Export Datasets
client.download_dataset(
my_dataset.id,
new_dataset_version.id,
split_id="",
extract_to_dir="data",
download_file="dataset.zip",
remove_download_file=True,
export_format=""
)
Parameter | Type | Description |
---|---|---|
dataset_id | str | The dataset id |
dataset_version_id | str | The dataset version id |
split_id | str | (Optional) Specify the split_id if you only want to download that dataset split. |
extract_to_dir | str | The directory to extract to. Default value: “data” |
download_file | str | The name of the download file. Default value: “dataset.zip” |
remove_download_file | bool | Flag indicating whether to remove or keep the downloaded zip file. Default value: True |
export_format | DatasetFormat | The format of your dataset. Supported export formats: FOLDERS, YOLO, CSV, SPACY_NER |
A note on the exported formats.
Image classification
export_format: FOLDERS
The .zip file contains a folder for every dataset split
: “train”, “valid”, “test”.
Every dataset split
folder contains a ’label-named’ folder for every label
: “cats”, “dogs”.
Every label
folder contains all the images of the dataset items
for the given label
in the given dataset split
.
Dataset items
are named by the “name” and “extension” property of the dataset item
. If the “name” property is empty, the “id” is used to name the file.
Dataset items
that have no label, will be added to the split folder
to which they belong.
.
+-- train/
| +-- cats/
| +-- cat1.jpg
| +-- cat12.jpeg
| +-- dogs/
| +-- dog2.jpg
| +-- dog4.png
| +-- cat17.jpeg
| +-- dog15.jpg
+-- valid/
| +-- cats/
| +-- cat4.jpg
| +-- cat8.jpg
| +-- dogs/
| +-- dog9.jpg
| +-- dog14.png
+-- test/
| +-- cats/
| +-- cat90.jpg
| +-- cat34.jpeg
| +-- dogs/
| +-- dog81.jpg
| +-- dog98.png
Text classification
export_format: FOLDERS
The .zip file contains a folder for every dataset split
in your dataset, e.g. “train”, “test”, “unsup”.
Every dataset split
folder contains a ’label-named’ folder for every label
: “pos”, “neg”.
Every label
folder contains all the images of the dataset items
for the given label
in the given dataset split
.
Dataset items
are named by the “name” and “extension” property of the dataset item
. If the “name” property is empty, the “id” is used to name the file.
Dataset items
that have no label, will be added to the split folder
to which they belong.
.
+-- train/
| +-- pos/
| +-- 1.txt
| +-- 3.txt
| +-- neg/
| +-- 2.txt
| +-- 4.txt
+-- test/
| +-- pos/
| +-- 5.txt
| +-- 7.txt
| +-- neg/
| +-- 6.txt
| +-- 8.txt
+-- unsup/
| +-- 13.txt
| +-- 14.txt
Object detection
export_format: YOLO
Object detection datasets are exported in YOLO v4 format.
For every dataset split
a dataset_split_name.txt
file gets created containing all the filenames for that dataset split
.
Every dataset item
will have an image and a txt file associated with it. The txt file contains a list of annotations in Yolo format: label_index relative_x relative_y relative_width relative_height.

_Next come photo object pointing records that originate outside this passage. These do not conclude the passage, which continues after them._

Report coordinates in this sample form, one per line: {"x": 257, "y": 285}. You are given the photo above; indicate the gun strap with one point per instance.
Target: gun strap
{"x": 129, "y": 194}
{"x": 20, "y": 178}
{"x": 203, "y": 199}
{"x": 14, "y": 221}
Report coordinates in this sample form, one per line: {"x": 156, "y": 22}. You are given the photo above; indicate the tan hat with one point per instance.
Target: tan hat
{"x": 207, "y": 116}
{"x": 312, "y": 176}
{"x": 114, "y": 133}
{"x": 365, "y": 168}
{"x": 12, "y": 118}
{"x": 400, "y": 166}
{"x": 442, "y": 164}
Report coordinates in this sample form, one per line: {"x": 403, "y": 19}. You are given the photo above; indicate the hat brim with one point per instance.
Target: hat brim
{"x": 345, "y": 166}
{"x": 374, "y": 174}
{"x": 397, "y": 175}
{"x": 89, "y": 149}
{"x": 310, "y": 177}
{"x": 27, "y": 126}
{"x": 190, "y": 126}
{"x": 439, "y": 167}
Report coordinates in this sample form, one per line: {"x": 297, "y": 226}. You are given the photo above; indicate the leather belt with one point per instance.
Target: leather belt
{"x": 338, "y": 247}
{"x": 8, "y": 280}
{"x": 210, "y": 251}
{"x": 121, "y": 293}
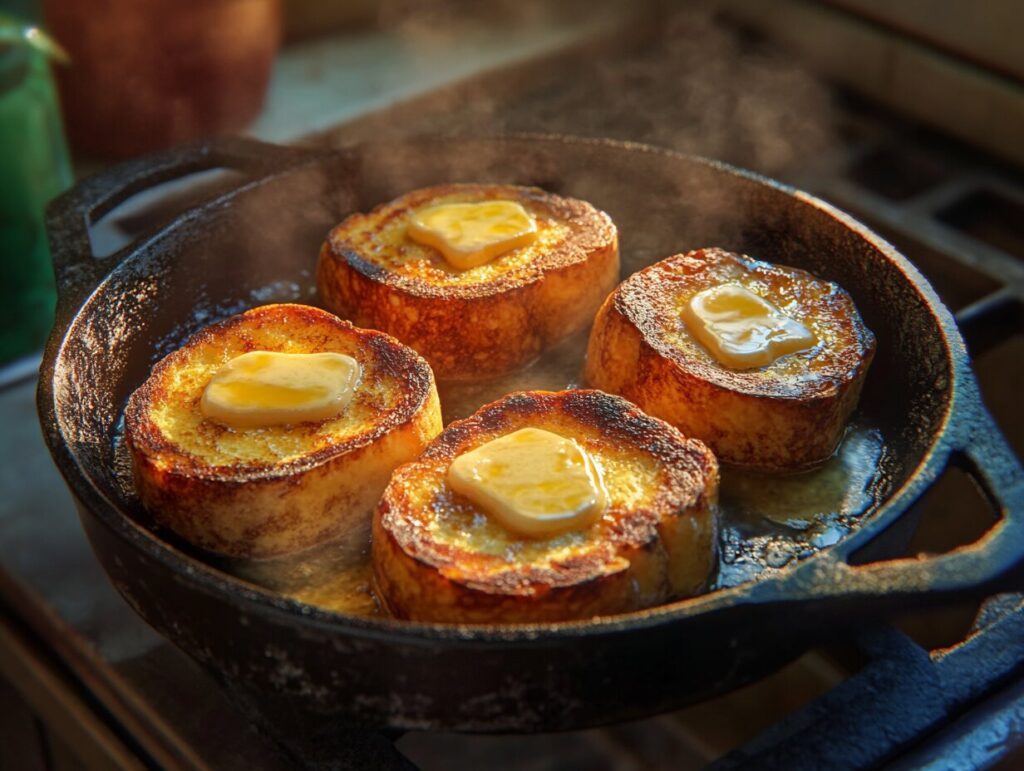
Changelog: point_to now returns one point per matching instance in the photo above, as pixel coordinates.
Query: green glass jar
(34, 168)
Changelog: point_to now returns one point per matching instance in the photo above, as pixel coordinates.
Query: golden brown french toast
(264, 490)
(481, 320)
(781, 414)
(439, 556)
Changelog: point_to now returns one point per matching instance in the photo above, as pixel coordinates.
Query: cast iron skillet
(258, 243)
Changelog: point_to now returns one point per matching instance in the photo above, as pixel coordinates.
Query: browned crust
(391, 358)
(257, 509)
(762, 418)
(626, 567)
(481, 330)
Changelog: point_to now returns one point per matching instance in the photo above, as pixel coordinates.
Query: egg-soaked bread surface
(439, 557)
(484, 320)
(784, 415)
(279, 488)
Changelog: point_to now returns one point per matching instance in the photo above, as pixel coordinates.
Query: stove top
(936, 690)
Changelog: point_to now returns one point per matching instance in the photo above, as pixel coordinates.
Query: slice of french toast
(483, 320)
(437, 556)
(783, 415)
(267, 490)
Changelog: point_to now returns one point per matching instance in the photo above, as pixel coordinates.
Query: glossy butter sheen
(266, 388)
(531, 481)
(742, 330)
(469, 234)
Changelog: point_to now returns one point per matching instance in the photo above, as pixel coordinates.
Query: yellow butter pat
(471, 234)
(534, 482)
(742, 330)
(265, 388)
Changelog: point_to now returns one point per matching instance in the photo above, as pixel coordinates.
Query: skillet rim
(279, 608)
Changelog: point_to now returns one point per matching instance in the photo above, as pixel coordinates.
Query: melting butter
(742, 330)
(471, 234)
(266, 388)
(534, 482)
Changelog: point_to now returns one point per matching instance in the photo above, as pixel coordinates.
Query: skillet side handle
(70, 215)
(992, 564)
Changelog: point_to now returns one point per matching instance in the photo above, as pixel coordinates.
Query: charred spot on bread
(790, 414)
(278, 489)
(438, 557)
(485, 320)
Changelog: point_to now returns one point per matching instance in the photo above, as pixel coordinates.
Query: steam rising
(689, 82)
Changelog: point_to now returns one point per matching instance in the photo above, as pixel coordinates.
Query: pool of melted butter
(767, 521)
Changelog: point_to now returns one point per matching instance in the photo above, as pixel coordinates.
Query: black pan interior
(260, 246)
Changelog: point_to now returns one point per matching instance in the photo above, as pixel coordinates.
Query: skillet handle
(993, 563)
(69, 216)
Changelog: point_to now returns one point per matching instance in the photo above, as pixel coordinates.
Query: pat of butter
(470, 234)
(264, 388)
(534, 482)
(742, 330)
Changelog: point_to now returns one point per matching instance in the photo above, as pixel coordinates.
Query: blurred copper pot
(150, 74)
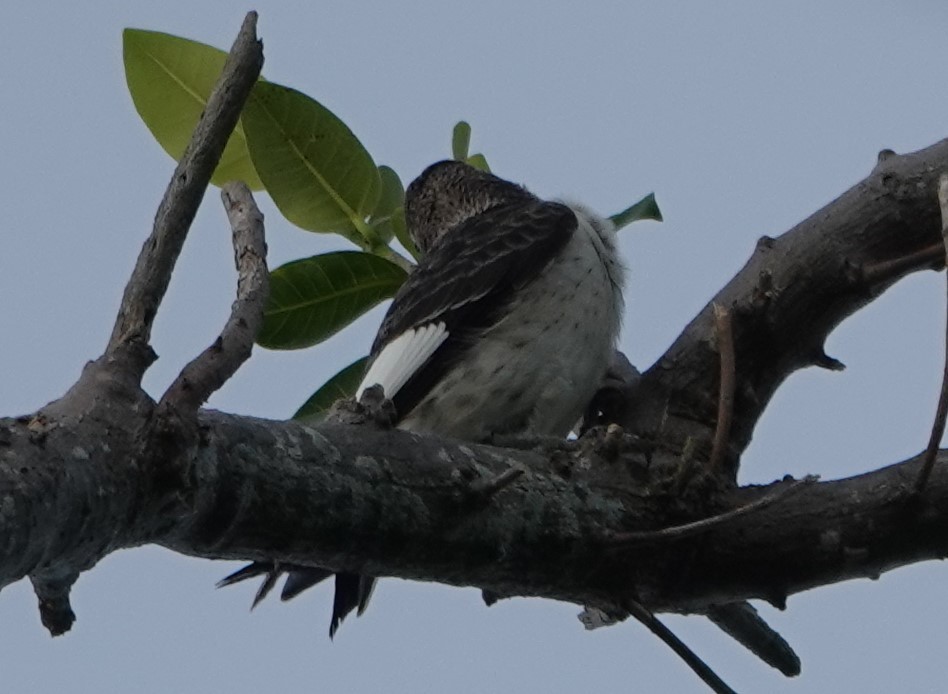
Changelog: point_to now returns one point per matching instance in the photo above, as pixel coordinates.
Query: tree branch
(156, 261)
(211, 369)
(793, 291)
(386, 503)
(938, 426)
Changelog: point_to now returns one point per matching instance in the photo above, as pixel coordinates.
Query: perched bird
(506, 326)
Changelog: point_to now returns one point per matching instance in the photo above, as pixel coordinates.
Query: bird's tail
(353, 591)
(740, 621)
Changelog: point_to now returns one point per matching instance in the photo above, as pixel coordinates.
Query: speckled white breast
(535, 371)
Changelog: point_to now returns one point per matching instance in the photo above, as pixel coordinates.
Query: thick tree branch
(785, 301)
(152, 273)
(211, 369)
(392, 504)
(938, 426)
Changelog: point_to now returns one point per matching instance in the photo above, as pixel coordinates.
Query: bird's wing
(461, 287)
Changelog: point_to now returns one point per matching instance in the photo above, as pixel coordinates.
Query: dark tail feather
(352, 591)
(740, 621)
(269, 570)
(300, 579)
(258, 568)
(345, 600)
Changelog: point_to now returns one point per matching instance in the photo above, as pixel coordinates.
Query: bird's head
(449, 192)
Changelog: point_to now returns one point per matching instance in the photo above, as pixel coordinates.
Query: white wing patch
(402, 357)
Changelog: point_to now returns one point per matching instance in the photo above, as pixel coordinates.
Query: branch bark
(156, 261)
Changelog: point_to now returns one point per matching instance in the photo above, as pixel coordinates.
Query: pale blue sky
(743, 117)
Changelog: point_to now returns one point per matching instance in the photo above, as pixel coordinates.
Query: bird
(505, 327)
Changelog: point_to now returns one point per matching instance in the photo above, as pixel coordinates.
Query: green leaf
(342, 385)
(391, 198)
(318, 173)
(461, 141)
(313, 298)
(646, 208)
(170, 80)
(479, 161)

The .names file contains the list of labels, where the index corresponds to the label_index in the annotation .txt files.
The config.json file contains a contains a json object with the color for every label.
.
+-- train.txt
+-- valid.txt
+-- test.txt
+-- 1.jpg
+-- 1.txt
+-- 3.jpg
+-- 3.txt
+-- ...
+-- `dataset_version_id`.names
+-- config.json
A little more detail on the config.json file:
{
"colors": {
"label_1": "#36dfd4" ,
"label_2": "#f0699e"
}
}
Tabular
export_format: CSV
Tabular datasets are exported in a .zip file that contains a dataset_version_id.csv
file accompanied by a config.json
, which provides more details on how the data should be interpreted.
.
+-- dataset_version_id.csv
+-- config.json
A little more details about the config.json file:
{
"multi_label": false,
"label_column": "labels",
"split_column": "split",
"label_separator": " ",
"filename": "dataset_version_id.csv",
"csv_separator": ","
}
Parameter | Type | Description |
---|---|---|
multi_label | bool | Is the dataset multi label? |
label_column | str | The column name that contains the labels |
split_column | str | The column name that contains the name of the split the row belongs to |
label_separator | str | If multi_label , use this separator to split the labels |
filename | str | The name of the .csv file that contains the data |
csv_separator | str | Use this separator to split each row into columns |
Named entity recognition
export_format: SPACY_NER
For an named entity recognition dataset with splits:
- train
- valid
- test
the zip file should be structured in the following way:
.
+-- train.json
+-- valid.json
+-- test.json
+-- config.json
config.json
The config.json
file contains a list of dataset splits, as well as a color code for every label.
{
"splits": [
"train",
"valid",
"test"
],
"colors": {
"label_name": "#82ebfd",
"label_name2": "#e95211"
}
}
split_name.json
For every dataset split, there is a ‘split_name’.json file with the following structure:
[
{
"id": "the_dataset_item_id",
"name": "the_original_filename" ,
"text": "The textual content of the file that has been annotated.",
"annotations": [{
"start": 4,
"end": 11,
"label": "label_name",
},
{
...
}
]
},
{
...
}
]